特に子育て中のご家族がカメラを選ぶ際は、以下の6つのポイントを重視するとよいでしょう。

1. オートフォーカス性能

子どもは動き回るので、素早く正確にピントを合わせる性能が重要です。特に「瞳AF」(目にピントを合わせる機能)や「顔認識AF」が搭載されているモデルなら、子どもの表情を逃さず撮影できます。2026年の最新モデルでは、AIによる被写体認識が進化し、動きの速い子どもでも高精度に追従するカメラが増えています。

2. 操作性のわかりやすさ

初心者にとって、複雑な設定は大きな障壁です。直感的に操作できるインターフェースや、スマートフォンとの連携機能が充実したモデルがおすすめです。特に「オートモード」や「シーンモード」が充実していれば、カメラの知識がなくても状況に応じた最適な設定で撮影できます。多くの最新モデルではタッチパネル操作にも対応しており、スマホに慣れた方でも直感的に操作できます。

3. 手ブレ補正の有無

子育て中は片手で撮影する場面も多く、手ブレ補正機能があると失敗写真が大幅に減ります。特にボディ内手ブレ補正(IBIS)を搭載したモデルであれば、どのレンズを使用しても手ブレに強い撮影が可能です。最新の高性能なミラーレスカメラでは、ボディとレンズの両方の手ブレ補正を連動させる「協調式手ブレ補正」を搭載したモデルもあり、より効果的に手ブレを抑えられます。

4. 軽量・コンパクトさ

家族でのお出かけや旅行に頻繁に持ち出すなら、重さとサイズは重要な要素です。

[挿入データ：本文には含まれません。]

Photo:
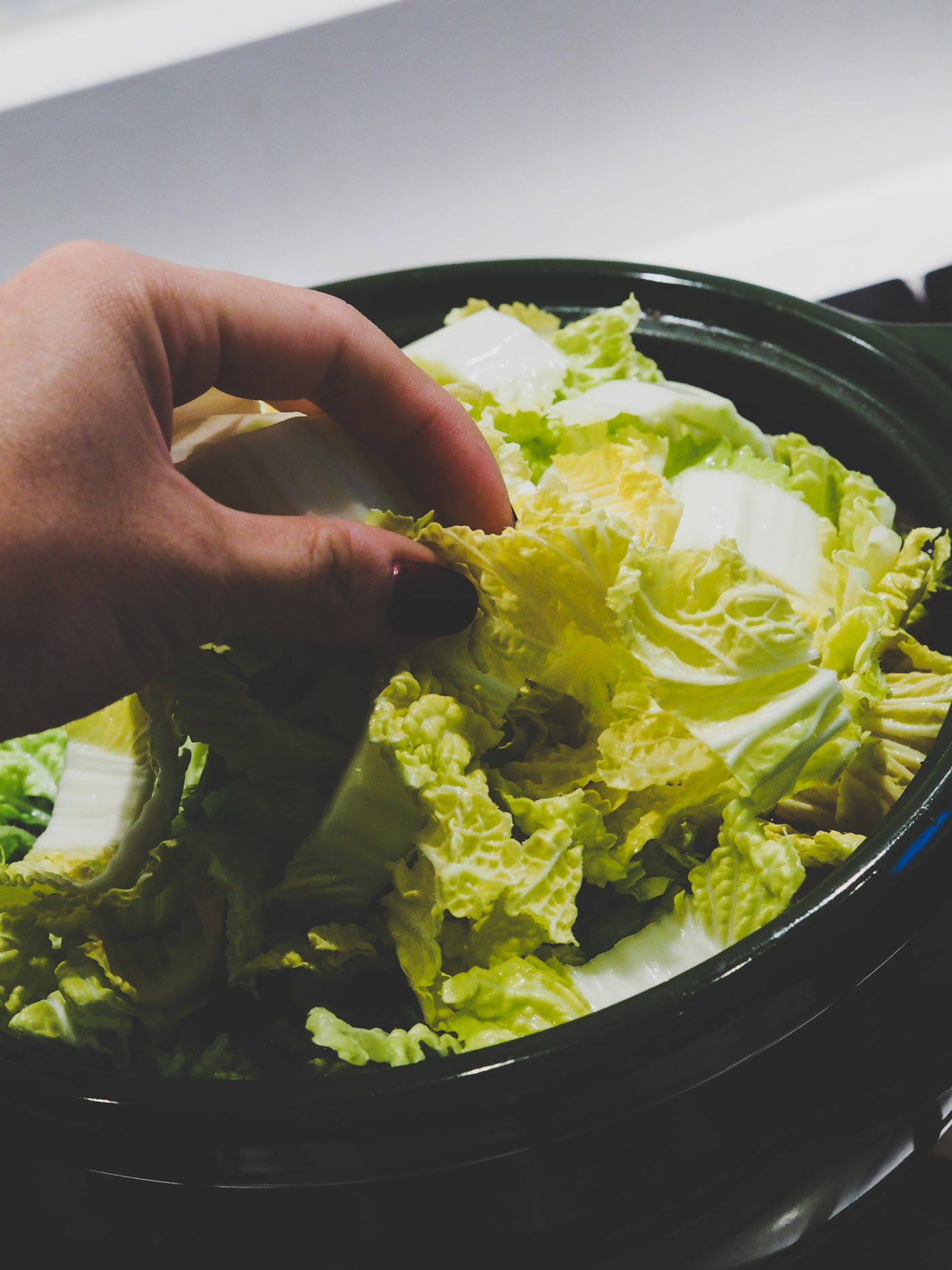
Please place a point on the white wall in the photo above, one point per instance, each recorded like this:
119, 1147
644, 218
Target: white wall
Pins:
437, 130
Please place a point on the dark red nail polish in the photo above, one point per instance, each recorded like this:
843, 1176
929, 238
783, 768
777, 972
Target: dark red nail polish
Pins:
430, 600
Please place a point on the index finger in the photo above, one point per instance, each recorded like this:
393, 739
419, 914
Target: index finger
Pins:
262, 339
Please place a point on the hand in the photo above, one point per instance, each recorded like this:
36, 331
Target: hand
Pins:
111, 562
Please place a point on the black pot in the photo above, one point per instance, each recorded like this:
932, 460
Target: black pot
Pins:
716, 1119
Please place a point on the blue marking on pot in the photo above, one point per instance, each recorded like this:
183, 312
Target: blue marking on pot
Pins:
917, 846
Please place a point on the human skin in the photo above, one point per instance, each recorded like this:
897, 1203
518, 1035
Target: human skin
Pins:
111, 562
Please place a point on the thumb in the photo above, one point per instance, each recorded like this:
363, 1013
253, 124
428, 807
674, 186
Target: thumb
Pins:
335, 582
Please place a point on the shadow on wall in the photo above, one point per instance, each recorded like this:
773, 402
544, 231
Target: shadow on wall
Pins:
437, 130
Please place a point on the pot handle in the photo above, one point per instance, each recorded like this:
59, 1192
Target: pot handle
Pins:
932, 342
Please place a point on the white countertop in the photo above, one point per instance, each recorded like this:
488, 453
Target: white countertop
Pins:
802, 146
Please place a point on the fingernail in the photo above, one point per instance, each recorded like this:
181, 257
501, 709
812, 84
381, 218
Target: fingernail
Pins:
430, 600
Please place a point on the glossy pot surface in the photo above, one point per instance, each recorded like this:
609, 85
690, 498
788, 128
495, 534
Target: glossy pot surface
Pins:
691, 1071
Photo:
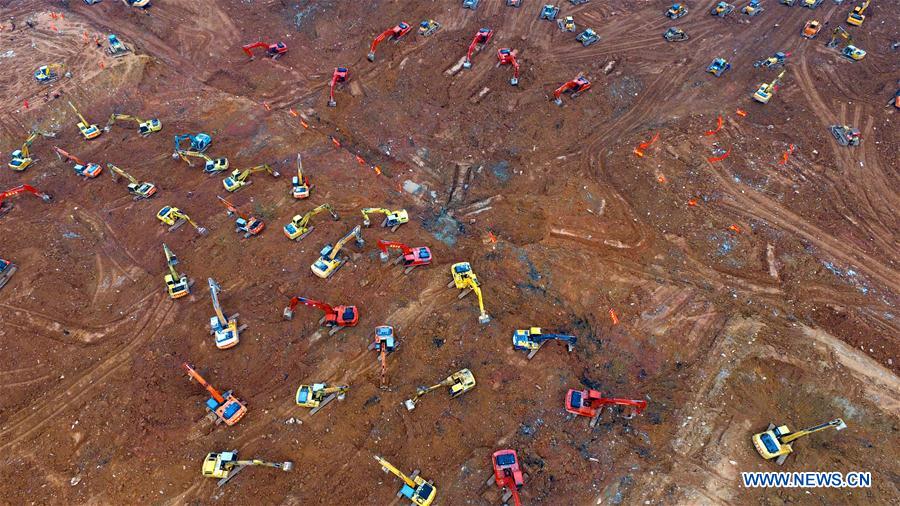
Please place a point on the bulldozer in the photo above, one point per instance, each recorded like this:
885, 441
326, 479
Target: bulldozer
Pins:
329, 260
392, 219
139, 190
775, 442
418, 490
319, 395
225, 465
299, 226
464, 278
459, 383
240, 178
177, 285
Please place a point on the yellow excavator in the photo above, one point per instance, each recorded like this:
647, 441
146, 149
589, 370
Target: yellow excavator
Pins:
239, 178
318, 395
178, 285
145, 127
775, 442
225, 465
415, 488
175, 218
766, 90
88, 130
329, 261
299, 227
459, 382
138, 189
464, 278
392, 219
211, 165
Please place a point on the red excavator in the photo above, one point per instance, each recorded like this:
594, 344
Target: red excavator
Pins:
507, 56
411, 257
591, 403
339, 76
481, 39
576, 86
6, 207
336, 317
395, 33
273, 51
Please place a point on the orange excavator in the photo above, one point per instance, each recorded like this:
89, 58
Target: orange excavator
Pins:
85, 170
339, 76
249, 225
507, 56
222, 408
336, 317
6, 207
395, 34
411, 257
481, 39
576, 86
273, 51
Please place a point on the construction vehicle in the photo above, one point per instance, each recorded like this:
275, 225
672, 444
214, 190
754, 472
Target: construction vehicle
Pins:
533, 339
117, 48
225, 329
508, 474
249, 225
676, 11
140, 190
210, 165
88, 130
7, 269
46, 74
718, 67
409, 257
478, 42
766, 90
85, 170
549, 12
428, 27
239, 178
339, 76
225, 465
675, 34
392, 219
177, 285
329, 260
418, 490
776, 60
464, 278
396, 33
6, 206
336, 317
273, 51
590, 403
722, 9
811, 29
145, 127
507, 56
587, 37
459, 383
175, 218
318, 395
300, 184
199, 142
576, 87
299, 227
857, 16
775, 442
223, 408
846, 135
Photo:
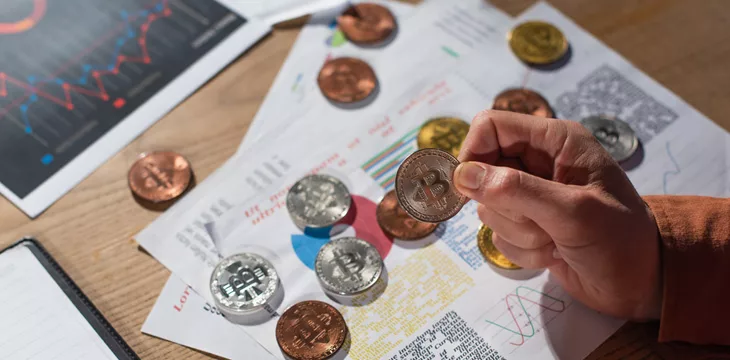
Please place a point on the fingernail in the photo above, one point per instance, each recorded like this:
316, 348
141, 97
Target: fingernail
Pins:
469, 175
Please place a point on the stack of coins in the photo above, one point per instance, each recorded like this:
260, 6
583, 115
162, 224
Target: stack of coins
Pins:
157, 179
244, 286
490, 253
445, 133
615, 135
524, 101
311, 330
424, 185
538, 43
348, 266
346, 80
317, 202
397, 223
367, 23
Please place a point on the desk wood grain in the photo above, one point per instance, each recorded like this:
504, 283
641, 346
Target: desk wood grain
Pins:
685, 45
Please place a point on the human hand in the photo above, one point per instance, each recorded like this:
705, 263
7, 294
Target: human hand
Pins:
555, 199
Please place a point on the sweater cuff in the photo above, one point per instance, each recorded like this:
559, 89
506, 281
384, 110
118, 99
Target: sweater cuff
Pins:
695, 236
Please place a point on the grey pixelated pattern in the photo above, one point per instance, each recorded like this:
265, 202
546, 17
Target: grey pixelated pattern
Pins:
606, 92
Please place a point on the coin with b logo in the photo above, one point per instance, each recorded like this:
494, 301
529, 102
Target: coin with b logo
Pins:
425, 186
615, 135
348, 266
243, 284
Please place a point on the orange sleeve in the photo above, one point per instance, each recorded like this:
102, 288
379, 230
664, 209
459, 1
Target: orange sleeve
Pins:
695, 235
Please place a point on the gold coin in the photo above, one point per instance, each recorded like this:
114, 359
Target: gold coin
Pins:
537, 42
443, 133
484, 240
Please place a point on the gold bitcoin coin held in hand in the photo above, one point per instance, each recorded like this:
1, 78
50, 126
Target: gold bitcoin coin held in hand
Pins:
537, 42
445, 133
425, 187
486, 247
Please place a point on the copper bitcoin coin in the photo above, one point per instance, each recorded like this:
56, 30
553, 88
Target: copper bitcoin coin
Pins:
160, 176
311, 330
346, 80
425, 186
523, 101
397, 223
366, 23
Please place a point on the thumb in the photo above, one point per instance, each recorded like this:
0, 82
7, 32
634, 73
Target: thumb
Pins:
510, 189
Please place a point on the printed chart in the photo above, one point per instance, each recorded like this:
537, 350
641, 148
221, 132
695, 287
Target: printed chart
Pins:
523, 314
383, 166
73, 70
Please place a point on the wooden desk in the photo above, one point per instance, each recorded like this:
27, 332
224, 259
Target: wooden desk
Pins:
685, 45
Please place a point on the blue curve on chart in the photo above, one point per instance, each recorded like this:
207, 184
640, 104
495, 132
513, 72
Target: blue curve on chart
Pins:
87, 69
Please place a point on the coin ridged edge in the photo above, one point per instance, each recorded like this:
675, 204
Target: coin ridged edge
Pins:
144, 155
355, 101
419, 141
334, 348
538, 60
270, 288
622, 123
404, 203
300, 221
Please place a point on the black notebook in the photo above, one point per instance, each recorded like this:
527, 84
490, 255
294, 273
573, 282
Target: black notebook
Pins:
44, 315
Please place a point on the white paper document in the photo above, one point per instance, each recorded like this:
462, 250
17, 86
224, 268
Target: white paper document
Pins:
186, 318
275, 11
68, 105
38, 320
429, 39
439, 298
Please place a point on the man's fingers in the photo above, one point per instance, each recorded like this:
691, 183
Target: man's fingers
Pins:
541, 200
524, 234
507, 134
541, 257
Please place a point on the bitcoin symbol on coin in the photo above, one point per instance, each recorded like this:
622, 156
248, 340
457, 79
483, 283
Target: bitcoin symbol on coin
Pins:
431, 188
606, 136
348, 265
243, 282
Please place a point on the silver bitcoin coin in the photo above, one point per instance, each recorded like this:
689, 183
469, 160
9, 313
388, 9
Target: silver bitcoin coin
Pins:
616, 136
425, 186
243, 284
318, 201
348, 266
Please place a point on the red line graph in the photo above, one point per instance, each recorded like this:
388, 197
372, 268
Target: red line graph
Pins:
39, 9
99, 91
517, 300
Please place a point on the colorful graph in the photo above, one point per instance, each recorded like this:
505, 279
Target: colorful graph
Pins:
383, 166
523, 313
72, 70
361, 219
26, 23
89, 83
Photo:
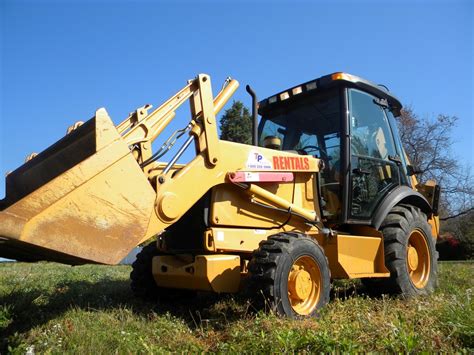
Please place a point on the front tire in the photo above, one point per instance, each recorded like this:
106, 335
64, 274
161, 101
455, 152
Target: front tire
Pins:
410, 253
291, 272
143, 283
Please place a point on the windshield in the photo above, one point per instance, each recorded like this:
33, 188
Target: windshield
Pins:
311, 125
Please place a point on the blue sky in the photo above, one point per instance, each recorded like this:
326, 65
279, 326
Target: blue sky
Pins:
61, 60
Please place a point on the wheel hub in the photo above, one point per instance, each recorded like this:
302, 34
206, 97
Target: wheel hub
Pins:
300, 284
412, 258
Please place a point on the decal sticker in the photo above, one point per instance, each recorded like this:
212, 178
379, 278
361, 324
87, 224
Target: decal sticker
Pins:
291, 163
256, 160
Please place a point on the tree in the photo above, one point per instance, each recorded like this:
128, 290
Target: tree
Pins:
428, 145
236, 124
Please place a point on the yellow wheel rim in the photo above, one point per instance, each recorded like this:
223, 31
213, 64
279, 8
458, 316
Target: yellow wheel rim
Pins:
418, 259
304, 285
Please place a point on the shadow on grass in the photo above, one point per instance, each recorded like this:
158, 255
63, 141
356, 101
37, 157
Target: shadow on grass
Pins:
32, 307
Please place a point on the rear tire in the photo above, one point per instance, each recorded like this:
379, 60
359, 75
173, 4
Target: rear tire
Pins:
291, 272
410, 254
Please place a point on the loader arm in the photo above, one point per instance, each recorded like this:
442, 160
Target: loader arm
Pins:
100, 191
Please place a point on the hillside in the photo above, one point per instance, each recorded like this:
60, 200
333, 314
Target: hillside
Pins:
48, 307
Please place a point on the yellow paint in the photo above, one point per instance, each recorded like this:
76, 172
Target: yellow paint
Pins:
352, 256
218, 273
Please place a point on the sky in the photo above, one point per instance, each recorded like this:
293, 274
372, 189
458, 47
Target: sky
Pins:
61, 60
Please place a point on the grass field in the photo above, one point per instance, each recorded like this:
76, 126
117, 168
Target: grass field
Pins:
52, 308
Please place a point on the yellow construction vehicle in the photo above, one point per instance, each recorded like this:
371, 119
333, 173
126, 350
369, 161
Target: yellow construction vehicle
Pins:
324, 192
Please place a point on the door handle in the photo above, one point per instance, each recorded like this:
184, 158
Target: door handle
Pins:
360, 171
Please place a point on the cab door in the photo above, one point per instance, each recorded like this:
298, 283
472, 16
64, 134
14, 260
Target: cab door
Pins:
374, 163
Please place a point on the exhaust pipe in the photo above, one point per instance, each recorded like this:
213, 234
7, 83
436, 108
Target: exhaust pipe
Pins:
254, 115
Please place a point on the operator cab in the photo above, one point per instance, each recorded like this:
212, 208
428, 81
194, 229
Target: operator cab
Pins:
348, 123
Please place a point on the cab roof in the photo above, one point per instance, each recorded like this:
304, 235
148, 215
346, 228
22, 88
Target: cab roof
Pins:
328, 81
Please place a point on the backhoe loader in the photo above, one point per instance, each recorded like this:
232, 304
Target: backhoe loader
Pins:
325, 191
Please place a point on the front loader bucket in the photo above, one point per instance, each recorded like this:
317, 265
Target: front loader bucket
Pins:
84, 199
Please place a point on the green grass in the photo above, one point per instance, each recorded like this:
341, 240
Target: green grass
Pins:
52, 308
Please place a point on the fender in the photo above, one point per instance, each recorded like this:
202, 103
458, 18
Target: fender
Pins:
401, 194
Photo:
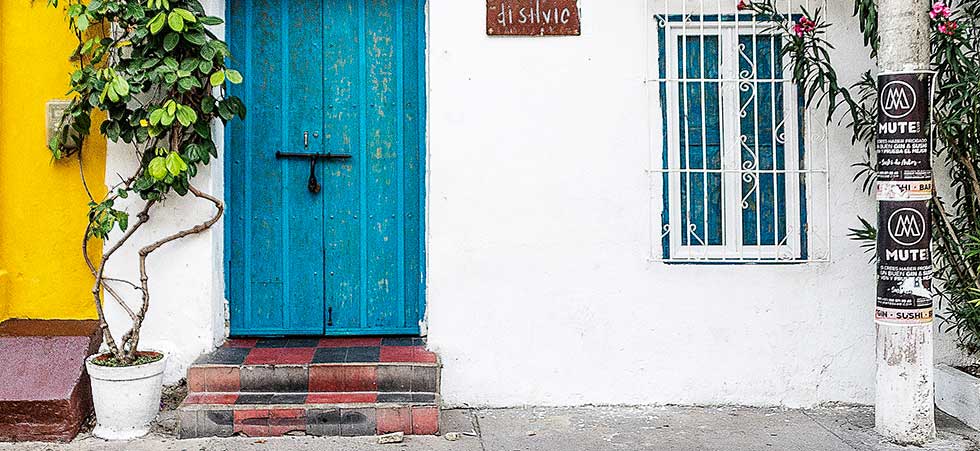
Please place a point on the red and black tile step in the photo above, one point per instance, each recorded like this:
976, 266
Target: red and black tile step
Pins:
328, 386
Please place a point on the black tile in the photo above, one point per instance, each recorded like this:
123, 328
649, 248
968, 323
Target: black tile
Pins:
254, 398
275, 379
289, 398
330, 355
394, 378
224, 356
323, 422
358, 422
302, 342
272, 343
394, 397
359, 355
425, 379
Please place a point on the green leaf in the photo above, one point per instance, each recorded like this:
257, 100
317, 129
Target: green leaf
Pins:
123, 219
157, 22
208, 51
211, 20
196, 38
82, 22
156, 116
170, 41
168, 118
185, 14
233, 76
175, 164
143, 183
186, 115
121, 86
175, 22
157, 168
217, 78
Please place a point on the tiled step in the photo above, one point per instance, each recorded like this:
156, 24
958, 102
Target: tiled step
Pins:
347, 386
55, 397
266, 420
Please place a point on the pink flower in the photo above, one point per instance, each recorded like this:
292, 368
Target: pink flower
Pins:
804, 25
948, 27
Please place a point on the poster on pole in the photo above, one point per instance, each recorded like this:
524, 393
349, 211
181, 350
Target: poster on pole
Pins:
904, 143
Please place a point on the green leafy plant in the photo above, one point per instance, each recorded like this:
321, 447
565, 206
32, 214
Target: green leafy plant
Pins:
156, 76
956, 59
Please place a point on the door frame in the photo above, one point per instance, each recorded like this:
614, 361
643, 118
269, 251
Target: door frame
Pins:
225, 141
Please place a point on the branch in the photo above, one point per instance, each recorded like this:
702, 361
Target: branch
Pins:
133, 335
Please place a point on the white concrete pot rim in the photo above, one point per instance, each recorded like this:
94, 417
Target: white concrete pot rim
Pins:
125, 373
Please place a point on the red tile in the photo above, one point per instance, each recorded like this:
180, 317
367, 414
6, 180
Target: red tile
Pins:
284, 421
279, 356
342, 398
397, 353
253, 430
423, 356
212, 398
240, 343
342, 378
195, 379
395, 420
349, 342
425, 420
223, 379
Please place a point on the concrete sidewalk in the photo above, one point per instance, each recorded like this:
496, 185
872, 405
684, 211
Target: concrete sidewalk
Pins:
592, 429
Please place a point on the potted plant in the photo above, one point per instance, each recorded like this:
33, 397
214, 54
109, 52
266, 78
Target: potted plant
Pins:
153, 76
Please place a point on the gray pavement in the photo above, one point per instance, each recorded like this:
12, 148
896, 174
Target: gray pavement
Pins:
590, 429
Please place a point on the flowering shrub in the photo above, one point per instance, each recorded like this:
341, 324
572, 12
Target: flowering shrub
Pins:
158, 73
956, 60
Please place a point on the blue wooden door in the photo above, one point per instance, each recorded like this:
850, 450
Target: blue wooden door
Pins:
337, 77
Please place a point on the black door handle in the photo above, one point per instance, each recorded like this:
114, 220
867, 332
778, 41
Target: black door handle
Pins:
313, 184
315, 156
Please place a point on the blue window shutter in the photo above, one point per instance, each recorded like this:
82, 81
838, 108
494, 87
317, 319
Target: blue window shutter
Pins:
762, 127
700, 142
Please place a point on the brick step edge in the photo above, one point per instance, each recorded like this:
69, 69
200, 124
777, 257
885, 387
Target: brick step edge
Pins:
199, 421
315, 378
308, 398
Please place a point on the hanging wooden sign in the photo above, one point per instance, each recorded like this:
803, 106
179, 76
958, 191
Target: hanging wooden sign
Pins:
533, 18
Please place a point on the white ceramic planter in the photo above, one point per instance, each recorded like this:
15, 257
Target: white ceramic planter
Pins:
126, 399
958, 394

特に子連れでの移動が多い場合、軽量なミラーレス一眼カメラが扱いやすいでしょう。ただし、あまりに小さすぎるとグリップが不安定になるため、実際に持ってみての確認をおすすめします。また、カメラ本体だけでなく、標準的なズームレンズを含めた総重量も考慮すると良いでしょう。

5. 防塵・防滴性能

子どもと海や公園で遊ぶ際に、砂や水しぶきを気にせず撮影できる防塵・防滴性能も重要です。ただし、完全防水ではないため、大雨や水中での使用は避けましょう。本格的な水中撮影には専用の防水カメラやハウジングが必要です。特に小さなお子さんがいるご家庭では、ちょっとした水遊びや雨の日の撮影も想定して、ある程度の耐候性を備えたモデルを選ぶと安心です。

6. バッテリー持続時間

長時間のお出かけでもバッテリー切れを心配せず撮影できるよう、バッテリー持ちの良いモデルを選びましょう。一般的に一眼レフはミラーレスよりもバッテリー持続時間が長いですが、ミラーレスでも予備バッテリーを持参することでこの問題は解決できます。最近のミラーレスカメラではバッテリーマネジメントの改善や省電力モードの搭載により、従来モデルよりもバッテリー持ちが向上しています。また、USB充電に対応したモデルであれば、モバイルバッテリーからの給電も可能なため、長時間の外出時にも安心です。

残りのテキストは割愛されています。